By Luke Kerr-Dineen
Bryson DeChambeau has never been afraid of diving head-first into something if he thinks it’s good for his golf game.

That’s what led him down the path of adopting a set of single-length irons in college that helped him win the US Amateur in 2015. It also explains why he decided to gain 40 pounds during the pandemic-marred 2020 season — en route to his first major win.

But speaking on the most recent Five Clubs podcast with host Emma Carpenter, which you can watch below, DeChambeau gave some fascinating insight about the latter. Gaining that weight — and clubhead speed along with it — led to some amazing success on the golf course. But off the course, he started feeling the effects, and he didn’t like it.

“I ate things that weren’t great for my system, that I was very sensitive to,” says DeChambeau, who wrapped up his first season on the LIV Golf circuit last month. “I was starting to feel weird. My gut was all messed up. I was having mood swings, it was too much.”

Indeed, DeChambeau’s diet during that time was about as intense at it gets: Upwards of 6,000 calories of an ultra-high protein diet. Lots of eggs, bacon, steak, and protein smoothies. As he said, it took a toll. So following an injury-plagued 2022 season, Bryson shifted course.

DeChambeau says he recently adopted a “Whole30” diet, a 30-day diet where participants eliminate all alcohol, sugars, grains, dairy and other foods, and replace them with more whole foods, like nuts, vegetables, fruits and grass-feed proteins.
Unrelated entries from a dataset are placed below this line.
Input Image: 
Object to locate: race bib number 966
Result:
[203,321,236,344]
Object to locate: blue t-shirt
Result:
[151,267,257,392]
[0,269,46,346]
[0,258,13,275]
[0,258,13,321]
It’s not as much a weight-loss diet — although he has dropped 20 pounds — as it is a cleanse, designed to cut out foods that cause inflammation and other sensitivities. He’s started to slowly reintroduce certain foods with the help of a new personal chef, he goes onto say, and he saw the effects almost immediately.

“I lost 20 pounds in one month. All the inflammation has left my system and I’m a lot leaner now,” he says. “My face has thinned out. I look 20 again, not 35.”

He didn’t take the conventional route to get there, but he never does. Emotionally and physically, DeChambeau says he feels better than ever.

“I go from one extreme to the other,” he says. “Then after I try both, I find something in between works for me.”